In separate incidents, Miguel Velazquez and Servando Velazquez suffered injuries, and each required Spanish language interpreting services in connection with their medical care. Meadowbrook was the carrier for the claimants’ employers and accepted both claims and administered benefits.

DFS Interpreting, provided interpreter services to each claimant, and timely submitted invoices to Meadowbrook. Meadowbrook issued explanations of review pursuant to Labor Code section 4603.3, explaining that it refused to pay the invoices DFS submitted.

DFS objected to those explanations of review, but did not request a second review pursuant to section 4603.2, subdivision (e) or California Code of Regulations, title 8, section 9792.5.5.

After each underlying case resolved, the cases were consolidated to determine whether DFS properly contested Meadowbrook’s explanations of review, and, if not, whether to award further payment to DFS. The parties stipulated that the interpreters were necessary at all medical treatment appointments, DFS timely submitted the invoices, Meadowbrook timely issued the explanations of review, and DFS objected to the explanations of review but did not request a second review.

The WCJ issued her findings and award and order in favor of DFS, and found that the liens were not barred by its failure to request a second review, because the administrative director had not adopted a fee schedule pursuant to section 4600, subdivision (g).

The WCAB denied the reconsideration petition.
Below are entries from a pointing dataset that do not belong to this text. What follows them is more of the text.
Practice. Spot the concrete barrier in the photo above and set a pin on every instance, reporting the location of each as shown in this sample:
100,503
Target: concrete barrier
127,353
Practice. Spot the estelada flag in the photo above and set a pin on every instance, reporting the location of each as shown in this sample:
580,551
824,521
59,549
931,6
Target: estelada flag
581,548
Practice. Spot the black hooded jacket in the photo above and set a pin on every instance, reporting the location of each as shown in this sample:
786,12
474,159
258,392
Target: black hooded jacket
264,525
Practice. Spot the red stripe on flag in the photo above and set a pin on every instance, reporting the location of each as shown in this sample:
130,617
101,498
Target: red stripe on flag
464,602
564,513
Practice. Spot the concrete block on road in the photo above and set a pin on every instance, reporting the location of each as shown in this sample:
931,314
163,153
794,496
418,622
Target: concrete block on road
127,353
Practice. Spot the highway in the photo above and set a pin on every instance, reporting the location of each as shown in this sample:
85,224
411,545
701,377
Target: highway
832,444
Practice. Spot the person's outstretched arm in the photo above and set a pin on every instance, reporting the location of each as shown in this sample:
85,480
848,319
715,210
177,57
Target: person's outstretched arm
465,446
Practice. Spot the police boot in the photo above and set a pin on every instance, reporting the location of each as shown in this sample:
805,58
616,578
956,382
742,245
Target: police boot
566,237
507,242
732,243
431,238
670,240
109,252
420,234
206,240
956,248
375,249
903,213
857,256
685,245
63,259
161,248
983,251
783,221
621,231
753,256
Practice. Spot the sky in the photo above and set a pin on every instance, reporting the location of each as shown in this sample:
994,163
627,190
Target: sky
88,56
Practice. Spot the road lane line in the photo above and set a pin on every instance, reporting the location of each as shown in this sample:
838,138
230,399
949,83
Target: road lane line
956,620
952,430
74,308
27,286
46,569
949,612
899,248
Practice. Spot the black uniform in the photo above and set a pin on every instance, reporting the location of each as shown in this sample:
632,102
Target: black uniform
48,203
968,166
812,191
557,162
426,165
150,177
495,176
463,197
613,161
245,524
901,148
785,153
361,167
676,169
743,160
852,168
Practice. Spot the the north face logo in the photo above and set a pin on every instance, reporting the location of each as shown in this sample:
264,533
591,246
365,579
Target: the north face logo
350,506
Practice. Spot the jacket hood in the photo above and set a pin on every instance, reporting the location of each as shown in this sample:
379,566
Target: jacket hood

It reasoned that the AD had not specifically adopted a fee schedule for interpreters after the Legislature enacted Senate Bill No. 863. Thus, there was not an applicable fee schedule and DFS was not required to submit a request for second review.

The Court of Appeal reversed in the published case of Meadowbrook v WCAB.

The AD adopted Title 8, section 9795.3, entitled “Fees for Interpreter Services” in 1994. The section also describes interpreter fees that “shall be presumed to be reasonable.”

There is no requirement that the AD adopt a fee schedule after Senate Bill No. 863 was enacted. Title 8, section 9795.3 is an applicable fee schedule as required by the labor code and regulations.The parties offer no authority establishing that the schedule of fees set out in Title 8, section 9795.3 is not a “fee schedule” such that it qualifies as such under the relevant regulation.

“Because the fee schedule set out in Title 8, section 9795.3 is an “applicable fee schedule” as required by Title 8, section 9792.5.4, we hold that DFS’s liens are barred by its failure to request a second review. Because the WCAB’s interpretation of the law is clearly mistaken, the WCAB’s opinion and decision on reconsideration must be annulled.”